A denúncia foi apresentada pelo promotor de Justiça Rodrigo Nicoletti e tem como base as investigações conduzidas pela Polícia Civil. Conforme o procedimento, a vítima foi atingida por um disparo de arma de fogo no dia 2 de maio de 2026, dentro da residência onde vivia com o acusado.

Segundo o Ministério Público, o tiro teria sido efetuado a curta distância e atingido o rosto da enfermeira. O denunciado, identificado pelas iniciais D.T.M., também é indígena e mantinha união estável com a vítima havia cerca de um ano.

Investigação aponta histórico de ameaças

De acordo com a denúncia, as apurações indicam que Gleicia manifestava interesse em encerrar o relacionamento, situação que, segundo o MPRO, não era aceita pelo investigado.

O documento relata ainda que, entre janeiro e maio deste ano, a vítima teria sido alvo de ameaças de morte praticadas pelo acusado em um contexto de violência doméstica e familiar. As ameaças teriam ocorrido com o uso de uma faca.

Esses episódios foram incorporados à acusação apresentada pelo Ministério Público.

Ministério Público sustenta feminicídio qualificado

Na ação penal, o MPRO atribui ao acusado o crime de feminicídio com qualificadoras. Entre os argumentos apresentados está a alegação de que o homicídio teria sido motivado pelo inconformismo do denunciado diante da intenção da vítima de terminar o relacionamento.

A acusação também sustenta que Gleicia foi surpreendida pelo disparo e não teve oportunidade de se defender.
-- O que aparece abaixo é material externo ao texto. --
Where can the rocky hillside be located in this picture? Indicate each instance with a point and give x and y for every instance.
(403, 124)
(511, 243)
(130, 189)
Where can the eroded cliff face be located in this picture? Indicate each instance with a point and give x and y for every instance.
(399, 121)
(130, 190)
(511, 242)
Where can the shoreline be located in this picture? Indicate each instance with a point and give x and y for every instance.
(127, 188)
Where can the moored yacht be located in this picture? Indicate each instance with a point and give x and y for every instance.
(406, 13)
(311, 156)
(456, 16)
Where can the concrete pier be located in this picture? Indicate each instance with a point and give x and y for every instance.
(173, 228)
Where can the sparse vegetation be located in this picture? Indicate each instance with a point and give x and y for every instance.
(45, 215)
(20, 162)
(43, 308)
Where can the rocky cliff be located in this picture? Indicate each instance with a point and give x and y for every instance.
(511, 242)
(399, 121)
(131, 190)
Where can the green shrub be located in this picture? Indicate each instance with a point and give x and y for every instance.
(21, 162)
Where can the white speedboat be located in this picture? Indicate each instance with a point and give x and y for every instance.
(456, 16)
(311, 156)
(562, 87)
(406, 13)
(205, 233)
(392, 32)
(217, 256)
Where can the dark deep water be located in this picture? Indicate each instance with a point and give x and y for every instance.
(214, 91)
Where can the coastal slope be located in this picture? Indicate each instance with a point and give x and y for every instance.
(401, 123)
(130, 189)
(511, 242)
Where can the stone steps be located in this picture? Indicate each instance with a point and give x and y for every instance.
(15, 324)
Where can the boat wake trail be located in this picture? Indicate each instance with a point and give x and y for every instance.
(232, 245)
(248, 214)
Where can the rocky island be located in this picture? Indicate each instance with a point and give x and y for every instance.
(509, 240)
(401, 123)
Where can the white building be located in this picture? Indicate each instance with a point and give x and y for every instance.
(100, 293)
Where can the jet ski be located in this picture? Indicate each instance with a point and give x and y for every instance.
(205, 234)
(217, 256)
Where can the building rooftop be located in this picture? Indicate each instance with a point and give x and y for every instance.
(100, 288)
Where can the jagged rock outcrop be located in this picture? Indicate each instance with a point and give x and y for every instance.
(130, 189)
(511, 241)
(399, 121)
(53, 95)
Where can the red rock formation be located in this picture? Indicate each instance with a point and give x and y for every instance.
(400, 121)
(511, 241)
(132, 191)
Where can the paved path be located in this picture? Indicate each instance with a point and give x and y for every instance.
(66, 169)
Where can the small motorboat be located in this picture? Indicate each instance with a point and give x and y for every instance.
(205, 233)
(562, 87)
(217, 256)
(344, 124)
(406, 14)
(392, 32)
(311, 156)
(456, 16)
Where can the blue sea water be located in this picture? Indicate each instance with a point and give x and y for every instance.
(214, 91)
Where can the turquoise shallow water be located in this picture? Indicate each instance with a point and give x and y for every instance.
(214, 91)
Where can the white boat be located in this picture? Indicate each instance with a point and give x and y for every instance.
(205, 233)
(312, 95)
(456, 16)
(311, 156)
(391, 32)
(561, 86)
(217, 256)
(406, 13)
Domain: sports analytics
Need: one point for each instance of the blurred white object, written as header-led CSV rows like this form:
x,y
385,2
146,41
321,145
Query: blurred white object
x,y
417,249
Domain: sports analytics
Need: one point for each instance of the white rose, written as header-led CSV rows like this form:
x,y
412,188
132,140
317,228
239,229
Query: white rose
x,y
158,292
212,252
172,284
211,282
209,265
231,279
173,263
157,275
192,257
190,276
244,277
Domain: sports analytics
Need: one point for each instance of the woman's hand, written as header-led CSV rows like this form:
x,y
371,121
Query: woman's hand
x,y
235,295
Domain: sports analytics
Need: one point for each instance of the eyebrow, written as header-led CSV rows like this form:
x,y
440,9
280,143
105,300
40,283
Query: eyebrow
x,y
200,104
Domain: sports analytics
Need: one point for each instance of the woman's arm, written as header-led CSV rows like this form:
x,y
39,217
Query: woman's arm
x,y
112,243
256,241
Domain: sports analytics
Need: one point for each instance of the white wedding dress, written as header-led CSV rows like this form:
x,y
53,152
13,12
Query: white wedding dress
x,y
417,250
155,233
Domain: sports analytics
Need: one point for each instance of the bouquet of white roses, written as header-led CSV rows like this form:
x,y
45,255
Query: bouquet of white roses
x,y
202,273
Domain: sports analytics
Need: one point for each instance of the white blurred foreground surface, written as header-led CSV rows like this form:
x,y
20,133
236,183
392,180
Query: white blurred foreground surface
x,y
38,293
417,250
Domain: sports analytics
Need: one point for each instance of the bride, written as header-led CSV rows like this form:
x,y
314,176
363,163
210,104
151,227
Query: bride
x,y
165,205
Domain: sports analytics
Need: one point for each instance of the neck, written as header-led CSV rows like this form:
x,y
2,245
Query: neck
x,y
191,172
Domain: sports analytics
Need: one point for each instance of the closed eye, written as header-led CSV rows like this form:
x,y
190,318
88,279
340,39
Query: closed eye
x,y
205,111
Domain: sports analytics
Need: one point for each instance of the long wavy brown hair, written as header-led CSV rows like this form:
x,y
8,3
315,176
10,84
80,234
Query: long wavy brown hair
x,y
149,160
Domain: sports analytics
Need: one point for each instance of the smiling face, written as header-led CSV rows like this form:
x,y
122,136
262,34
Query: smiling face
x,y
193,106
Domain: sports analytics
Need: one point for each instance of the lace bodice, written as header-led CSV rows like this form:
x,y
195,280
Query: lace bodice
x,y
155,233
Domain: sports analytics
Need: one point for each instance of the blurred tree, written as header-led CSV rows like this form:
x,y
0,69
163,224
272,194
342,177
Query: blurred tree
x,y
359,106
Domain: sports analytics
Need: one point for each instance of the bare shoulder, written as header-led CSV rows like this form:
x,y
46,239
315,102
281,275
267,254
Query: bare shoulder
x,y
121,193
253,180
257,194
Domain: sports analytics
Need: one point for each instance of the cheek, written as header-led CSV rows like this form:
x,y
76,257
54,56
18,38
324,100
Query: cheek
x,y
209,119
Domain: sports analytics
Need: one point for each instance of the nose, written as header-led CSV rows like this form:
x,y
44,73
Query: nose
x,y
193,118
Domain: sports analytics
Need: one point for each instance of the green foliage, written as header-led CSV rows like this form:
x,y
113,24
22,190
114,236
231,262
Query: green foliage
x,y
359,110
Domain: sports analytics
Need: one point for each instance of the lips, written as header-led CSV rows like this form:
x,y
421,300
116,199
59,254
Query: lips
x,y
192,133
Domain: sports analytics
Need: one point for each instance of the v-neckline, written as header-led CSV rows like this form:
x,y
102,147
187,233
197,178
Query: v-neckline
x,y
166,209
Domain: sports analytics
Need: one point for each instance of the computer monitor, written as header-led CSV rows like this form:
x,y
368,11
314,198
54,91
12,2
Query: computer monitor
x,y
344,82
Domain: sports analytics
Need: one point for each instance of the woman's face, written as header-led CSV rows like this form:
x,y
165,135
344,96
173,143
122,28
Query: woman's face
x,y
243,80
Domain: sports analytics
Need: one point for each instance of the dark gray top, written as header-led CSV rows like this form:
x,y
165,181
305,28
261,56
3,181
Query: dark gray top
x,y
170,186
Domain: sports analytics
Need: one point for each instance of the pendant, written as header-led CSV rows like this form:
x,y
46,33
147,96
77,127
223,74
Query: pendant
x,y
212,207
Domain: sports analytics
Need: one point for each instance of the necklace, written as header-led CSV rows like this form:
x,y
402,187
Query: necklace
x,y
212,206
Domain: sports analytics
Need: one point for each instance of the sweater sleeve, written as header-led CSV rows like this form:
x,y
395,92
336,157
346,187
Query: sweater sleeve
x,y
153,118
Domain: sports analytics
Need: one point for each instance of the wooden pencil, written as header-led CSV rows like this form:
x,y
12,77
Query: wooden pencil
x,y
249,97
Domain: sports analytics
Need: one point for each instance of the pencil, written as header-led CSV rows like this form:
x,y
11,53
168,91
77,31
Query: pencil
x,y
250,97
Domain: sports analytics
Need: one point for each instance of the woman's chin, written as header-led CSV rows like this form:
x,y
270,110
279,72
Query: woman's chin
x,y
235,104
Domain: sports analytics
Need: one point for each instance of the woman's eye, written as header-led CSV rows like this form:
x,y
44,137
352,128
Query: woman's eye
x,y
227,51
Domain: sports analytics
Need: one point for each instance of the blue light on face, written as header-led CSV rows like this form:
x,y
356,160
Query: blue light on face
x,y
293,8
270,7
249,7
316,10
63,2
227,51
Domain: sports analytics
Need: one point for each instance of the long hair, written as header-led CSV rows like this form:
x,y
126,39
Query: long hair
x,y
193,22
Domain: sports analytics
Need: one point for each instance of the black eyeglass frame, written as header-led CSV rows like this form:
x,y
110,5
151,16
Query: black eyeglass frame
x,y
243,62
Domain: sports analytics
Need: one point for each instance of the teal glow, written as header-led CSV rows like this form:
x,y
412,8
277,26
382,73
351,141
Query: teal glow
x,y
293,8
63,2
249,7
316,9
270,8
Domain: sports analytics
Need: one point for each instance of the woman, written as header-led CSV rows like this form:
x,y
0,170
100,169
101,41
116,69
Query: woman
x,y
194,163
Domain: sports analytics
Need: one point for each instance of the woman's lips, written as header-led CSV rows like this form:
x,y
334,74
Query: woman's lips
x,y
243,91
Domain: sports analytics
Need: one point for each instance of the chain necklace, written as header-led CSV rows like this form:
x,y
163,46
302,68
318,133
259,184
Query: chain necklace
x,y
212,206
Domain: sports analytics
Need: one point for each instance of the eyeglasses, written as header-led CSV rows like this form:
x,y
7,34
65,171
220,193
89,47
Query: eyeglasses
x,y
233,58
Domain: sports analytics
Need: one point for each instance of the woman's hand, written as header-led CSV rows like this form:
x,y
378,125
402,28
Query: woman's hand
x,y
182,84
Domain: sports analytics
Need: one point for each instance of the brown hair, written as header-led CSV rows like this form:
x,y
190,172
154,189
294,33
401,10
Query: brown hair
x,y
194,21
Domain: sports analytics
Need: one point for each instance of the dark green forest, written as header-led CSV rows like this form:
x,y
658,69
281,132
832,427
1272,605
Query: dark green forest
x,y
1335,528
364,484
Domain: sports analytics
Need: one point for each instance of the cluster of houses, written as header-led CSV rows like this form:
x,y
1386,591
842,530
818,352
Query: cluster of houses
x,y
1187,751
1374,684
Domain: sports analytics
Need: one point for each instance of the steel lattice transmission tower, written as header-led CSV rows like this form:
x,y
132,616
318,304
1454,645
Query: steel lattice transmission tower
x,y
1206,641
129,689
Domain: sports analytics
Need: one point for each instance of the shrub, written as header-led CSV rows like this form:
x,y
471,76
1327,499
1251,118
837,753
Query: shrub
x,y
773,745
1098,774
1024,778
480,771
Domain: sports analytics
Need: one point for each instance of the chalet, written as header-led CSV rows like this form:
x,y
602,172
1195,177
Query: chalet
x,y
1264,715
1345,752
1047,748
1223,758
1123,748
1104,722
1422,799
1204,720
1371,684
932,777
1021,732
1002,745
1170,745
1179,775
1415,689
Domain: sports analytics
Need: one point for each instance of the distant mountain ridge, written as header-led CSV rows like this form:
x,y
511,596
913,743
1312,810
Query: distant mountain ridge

O Ministério Público destaca ainda que o caso ocorreu em contexto de violência doméstica e familiar contra a mulher.

Conforme a denúncia, a enfermeira deixou um filho de 16 anos, que teria sido a primeira pessoa a encontrá-la após o crime.

Outros dois indígenas também foram denunciados

As investigações apontam que, após o homicídio, o suspeito procurou dois indígenas que estavam em uma base da Fundação Nacional dos Povos Indígenas (Funai).

Segundo a acusação, os dois teriam recebido a arma utilizada no crime e colaborado para escondê-la em uma área de floresta, com o objetivo de dificultar sua localização pelas autoridades.

Por esse motivo, ambos foram denunciados por supostamente prestarem auxílio ao autor após a prática do crime.

Pedido de indenização aos familiares

Além da acusação por feminicídio, o MPRO denunciou o suspeito por posse irregular de arma de fogo e pelo crime de ameaça contra a vítima.

O Ministério Público também solicitou à Justiça a fixação de um valor mínimo para reparação dos danos causados aos familiares de Gleicia Arikapu, caso haja condenação ao final do processo.

A denúncia será analisada pelo Poder Judiciário, que decidirá sobre o recebimento da ação penal e o prosseguimento do caso.